Wheel 1.jpgWheel 2.jpg
 
With a standard steering wheel, there are 3 small "grub" screws (what I would call setscrews) that go in through the steering wheel hub and lock the control head into place. But I don't see them in your photo.

With the grub screws backed out, you also need to loosen the wires at the steering box, so they can slide through the stator tube as you pull the head up. Easier if you have help so one can guide the wires while the other pulls. On my car, there is enough slack in the control head subharness (once it's taken loose from the clip on the inner wing) to get access to the back of the control head without disconnecting electrical connections, but YMMV.
 
Randall, you're breakin my heart!
I'll have to mull over the alternatives.
You are a great source of information for this forum!
Thanks for all the help, past and future!
Once, I have everything working, I'll review the project for everyone.
 
Hey, guys: this forum is close to my problem. My current situation is that the horn button works and the right turn signals, from and back, work. But the left turn switch on the trafficator does not work. The left turn light is good; both filaments. And I believe that the wire from the light to the trafficator (green and red) is intact. Is there a contact inside the trafficator that might need filing? And if so, can it be accessed without pulling the whole trafficator wire harness out?
Thanks for your advice.
 
You might try loosening the 3 grub screws and the nut under the apron on the stator tub that holds the selector in place, then operate the turning indicator while holding it with your hand and holding the chrome lever over to make contact to see if the left side works. I suggest this because the whole unit can be off center and not let one side work when you turn in that direction and the other side comes on too quick, so the unit needs to be centered. Holding it lets you move the centering a little.
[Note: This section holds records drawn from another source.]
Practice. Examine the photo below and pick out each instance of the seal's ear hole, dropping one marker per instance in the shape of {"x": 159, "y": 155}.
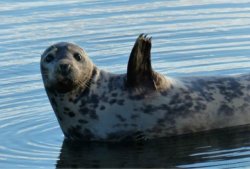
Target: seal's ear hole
{"x": 78, "y": 56}
{"x": 49, "y": 58}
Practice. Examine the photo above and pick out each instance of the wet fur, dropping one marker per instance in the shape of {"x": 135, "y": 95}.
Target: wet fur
{"x": 141, "y": 104}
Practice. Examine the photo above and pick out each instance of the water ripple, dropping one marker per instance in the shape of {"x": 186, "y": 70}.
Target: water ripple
{"x": 205, "y": 37}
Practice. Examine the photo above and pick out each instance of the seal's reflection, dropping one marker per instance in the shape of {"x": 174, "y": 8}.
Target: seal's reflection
{"x": 167, "y": 153}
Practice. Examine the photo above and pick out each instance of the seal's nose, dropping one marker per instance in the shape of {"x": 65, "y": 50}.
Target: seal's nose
{"x": 64, "y": 69}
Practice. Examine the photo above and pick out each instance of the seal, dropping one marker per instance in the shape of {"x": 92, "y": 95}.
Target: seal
{"x": 94, "y": 105}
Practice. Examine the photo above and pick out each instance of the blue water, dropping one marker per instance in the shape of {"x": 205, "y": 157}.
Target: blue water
{"x": 208, "y": 37}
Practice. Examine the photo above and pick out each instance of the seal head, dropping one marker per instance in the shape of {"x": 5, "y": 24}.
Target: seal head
{"x": 65, "y": 67}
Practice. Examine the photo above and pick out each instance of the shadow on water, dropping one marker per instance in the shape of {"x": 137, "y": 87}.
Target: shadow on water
{"x": 218, "y": 148}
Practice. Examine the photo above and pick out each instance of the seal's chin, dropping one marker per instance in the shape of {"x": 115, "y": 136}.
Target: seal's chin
{"x": 64, "y": 85}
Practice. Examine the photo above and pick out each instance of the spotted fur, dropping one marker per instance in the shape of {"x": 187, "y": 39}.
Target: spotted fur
{"x": 92, "y": 104}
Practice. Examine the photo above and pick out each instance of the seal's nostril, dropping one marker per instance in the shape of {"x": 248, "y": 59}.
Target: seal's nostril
{"x": 64, "y": 68}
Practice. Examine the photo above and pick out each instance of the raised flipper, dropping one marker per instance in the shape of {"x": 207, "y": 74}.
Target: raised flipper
{"x": 139, "y": 72}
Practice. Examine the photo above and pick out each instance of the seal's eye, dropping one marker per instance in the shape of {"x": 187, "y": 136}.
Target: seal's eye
{"x": 49, "y": 58}
{"x": 78, "y": 56}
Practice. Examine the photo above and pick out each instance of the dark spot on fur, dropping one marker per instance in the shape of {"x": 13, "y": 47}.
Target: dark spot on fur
{"x": 134, "y": 125}
{"x": 134, "y": 116}
{"x": 84, "y": 110}
{"x": 114, "y": 94}
{"x": 122, "y": 119}
{"x": 120, "y": 102}
{"x": 82, "y": 121}
{"x": 112, "y": 101}
{"x": 71, "y": 114}
{"x": 93, "y": 115}
{"x": 226, "y": 110}
{"x": 102, "y": 107}
{"x": 66, "y": 108}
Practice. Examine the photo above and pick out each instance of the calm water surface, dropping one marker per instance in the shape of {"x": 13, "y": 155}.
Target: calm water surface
{"x": 206, "y": 37}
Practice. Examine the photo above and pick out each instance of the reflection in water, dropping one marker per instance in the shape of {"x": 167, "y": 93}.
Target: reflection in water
{"x": 219, "y": 148}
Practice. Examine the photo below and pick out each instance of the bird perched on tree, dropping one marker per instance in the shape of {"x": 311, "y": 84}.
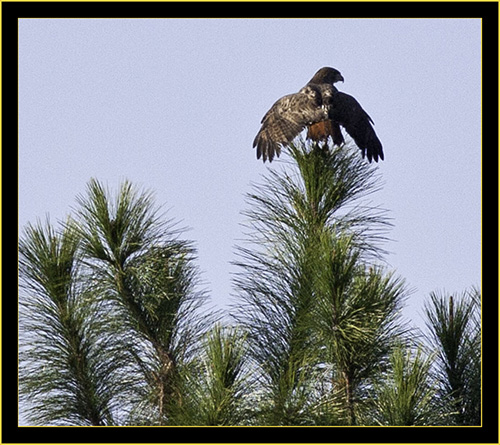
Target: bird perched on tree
{"x": 321, "y": 108}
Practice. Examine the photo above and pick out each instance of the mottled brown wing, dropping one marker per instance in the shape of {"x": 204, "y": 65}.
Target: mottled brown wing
{"x": 285, "y": 120}
{"x": 347, "y": 111}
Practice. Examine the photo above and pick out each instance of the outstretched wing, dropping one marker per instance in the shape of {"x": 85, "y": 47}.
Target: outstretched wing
{"x": 286, "y": 119}
{"x": 347, "y": 111}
There is a brass stud in the case that makes the connection and try and hold the unit in that direction to see if you can make contact with it.
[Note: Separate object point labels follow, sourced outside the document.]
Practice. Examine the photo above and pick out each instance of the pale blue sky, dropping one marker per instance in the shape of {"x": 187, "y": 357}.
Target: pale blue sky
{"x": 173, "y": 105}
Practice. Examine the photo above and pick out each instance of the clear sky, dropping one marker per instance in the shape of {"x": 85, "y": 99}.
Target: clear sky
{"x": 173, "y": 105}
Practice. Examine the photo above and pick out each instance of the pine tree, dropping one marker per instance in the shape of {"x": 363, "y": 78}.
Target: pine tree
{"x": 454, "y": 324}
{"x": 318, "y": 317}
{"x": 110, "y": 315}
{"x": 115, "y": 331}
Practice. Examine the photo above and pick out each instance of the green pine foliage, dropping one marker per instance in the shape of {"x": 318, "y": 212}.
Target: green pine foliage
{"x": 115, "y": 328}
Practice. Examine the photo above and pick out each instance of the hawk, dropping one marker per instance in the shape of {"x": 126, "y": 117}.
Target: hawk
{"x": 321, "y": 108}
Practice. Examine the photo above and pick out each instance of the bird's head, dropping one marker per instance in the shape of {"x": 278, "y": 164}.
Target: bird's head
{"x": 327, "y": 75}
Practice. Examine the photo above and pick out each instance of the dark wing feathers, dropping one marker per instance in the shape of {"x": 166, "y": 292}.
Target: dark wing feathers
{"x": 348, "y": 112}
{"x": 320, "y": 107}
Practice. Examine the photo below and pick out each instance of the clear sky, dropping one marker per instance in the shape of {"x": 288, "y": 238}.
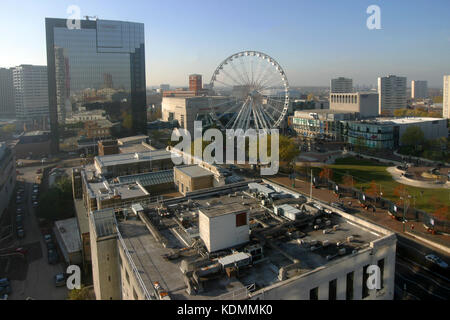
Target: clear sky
{"x": 313, "y": 40}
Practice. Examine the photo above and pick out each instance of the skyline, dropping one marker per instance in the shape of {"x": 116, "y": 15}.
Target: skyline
{"x": 414, "y": 40}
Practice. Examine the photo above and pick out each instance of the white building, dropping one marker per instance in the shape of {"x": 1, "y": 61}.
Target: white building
{"x": 31, "y": 92}
{"x": 341, "y": 85}
{"x": 364, "y": 103}
{"x": 186, "y": 110}
{"x": 446, "y": 105}
{"x": 392, "y": 91}
{"x": 419, "y": 89}
{"x": 325, "y": 257}
{"x": 7, "y": 176}
{"x": 7, "y": 106}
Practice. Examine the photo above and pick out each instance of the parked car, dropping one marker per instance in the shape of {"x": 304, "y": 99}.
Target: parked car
{"x": 20, "y": 233}
{"x": 5, "y": 286}
{"x": 19, "y": 219}
{"x": 436, "y": 261}
{"x": 52, "y": 256}
{"x": 60, "y": 280}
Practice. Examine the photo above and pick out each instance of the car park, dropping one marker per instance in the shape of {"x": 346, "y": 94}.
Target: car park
{"x": 436, "y": 261}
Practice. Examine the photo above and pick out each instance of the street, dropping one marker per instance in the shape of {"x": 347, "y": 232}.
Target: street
{"x": 32, "y": 277}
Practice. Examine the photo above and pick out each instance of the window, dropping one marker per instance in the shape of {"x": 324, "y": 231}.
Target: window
{"x": 332, "y": 285}
{"x": 365, "y": 289}
{"x": 349, "y": 292}
{"x": 127, "y": 276}
{"x": 241, "y": 219}
{"x": 314, "y": 294}
{"x": 381, "y": 266}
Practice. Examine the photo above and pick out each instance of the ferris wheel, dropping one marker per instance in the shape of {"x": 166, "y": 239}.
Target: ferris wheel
{"x": 250, "y": 91}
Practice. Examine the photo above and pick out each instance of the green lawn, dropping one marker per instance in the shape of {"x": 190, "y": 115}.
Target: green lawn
{"x": 365, "y": 171}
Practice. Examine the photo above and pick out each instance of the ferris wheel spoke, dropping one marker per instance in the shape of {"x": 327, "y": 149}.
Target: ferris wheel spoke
{"x": 231, "y": 77}
{"x": 257, "y": 89}
{"x": 262, "y": 119}
{"x": 244, "y": 69}
{"x": 237, "y": 72}
{"x": 237, "y": 104}
{"x": 267, "y": 114}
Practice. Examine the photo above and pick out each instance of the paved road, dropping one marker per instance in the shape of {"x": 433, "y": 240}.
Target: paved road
{"x": 423, "y": 281}
{"x": 37, "y": 281}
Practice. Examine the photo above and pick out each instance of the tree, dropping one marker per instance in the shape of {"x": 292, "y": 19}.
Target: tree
{"x": 79, "y": 294}
{"x": 326, "y": 173}
{"x": 288, "y": 149}
{"x": 413, "y": 136}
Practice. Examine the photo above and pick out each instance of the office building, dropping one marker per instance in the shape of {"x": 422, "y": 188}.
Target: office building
{"x": 7, "y": 176}
{"x": 386, "y": 133}
{"x": 446, "y": 104}
{"x": 363, "y": 103}
{"x": 419, "y": 89}
{"x": 321, "y": 124}
{"x": 7, "y": 104}
{"x": 101, "y": 66}
{"x": 341, "y": 85}
{"x": 35, "y": 144}
{"x": 195, "y": 88}
{"x": 392, "y": 91}
{"x": 186, "y": 110}
{"x": 31, "y": 93}
{"x": 227, "y": 245}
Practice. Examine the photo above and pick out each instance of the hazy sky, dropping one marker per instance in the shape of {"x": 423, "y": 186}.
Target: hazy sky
{"x": 312, "y": 40}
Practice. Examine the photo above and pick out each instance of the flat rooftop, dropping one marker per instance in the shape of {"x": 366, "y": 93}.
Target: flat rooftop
{"x": 216, "y": 210}
{"x": 314, "y": 240}
{"x": 127, "y": 158}
{"x": 194, "y": 171}
{"x": 68, "y": 230}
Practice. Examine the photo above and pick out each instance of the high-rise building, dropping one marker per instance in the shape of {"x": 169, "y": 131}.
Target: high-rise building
{"x": 341, "y": 85}
{"x": 446, "y": 105}
{"x": 392, "y": 91}
{"x": 419, "y": 89}
{"x": 7, "y": 105}
{"x": 31, "y": 93}
{"x": 99, "y": 66}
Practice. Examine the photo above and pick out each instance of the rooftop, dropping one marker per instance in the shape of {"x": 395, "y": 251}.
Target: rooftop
{"x": 149, "y": 179}
{"x": 194, "y": 171}
{"x": 126, "y": 158}
{"x": 133, "y": 139}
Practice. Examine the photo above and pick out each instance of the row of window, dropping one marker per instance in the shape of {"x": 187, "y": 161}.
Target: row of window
{"x": 340, "y": 98}
{"x": 349, "y": 293}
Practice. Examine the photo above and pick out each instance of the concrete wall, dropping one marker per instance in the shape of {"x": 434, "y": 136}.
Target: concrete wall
{"x": 221, "y": 232}
{"x": 105, "y": 271}
{"x": 298, "y": 288}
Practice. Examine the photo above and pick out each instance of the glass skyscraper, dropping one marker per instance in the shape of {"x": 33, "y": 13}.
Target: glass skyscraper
{"x": 101, "y": 65}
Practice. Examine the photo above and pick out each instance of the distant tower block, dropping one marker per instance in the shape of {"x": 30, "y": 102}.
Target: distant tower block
{"x": 195, "y": 82}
There are many sites that show the brass stud, but I am not sure about access without dismantling.



steve
 
Guys:
I have a curious problem with my 59 TR3A turn signal warning lamp in the instrument panel: it won’t light. I tried both the old and a new Moss Motors Flasher Unit. Both blink the front and rear turn signal lights, but neither activate the instrument panel light. I use jumpers to check the bulb on the battery + and - posts, and the bulb is good. So I held the bulb threaded shaft connected to the battery negative post and, with the ignition switch on and the turn signal on, I touched the positive tip of the bulb to the P post on the flasher unit. Neither old or new flasher unit would light the bulb. Could it be both flasher units have defective P posts? Or is there something I am not recognizing in the TR3A wiring diagram.The P post on the flasher appears to connect directly to the bulb tip with a LG wire and the socket is connected to a black ground wire.

Any thoughts? Buy yet another flasher unit from Moss?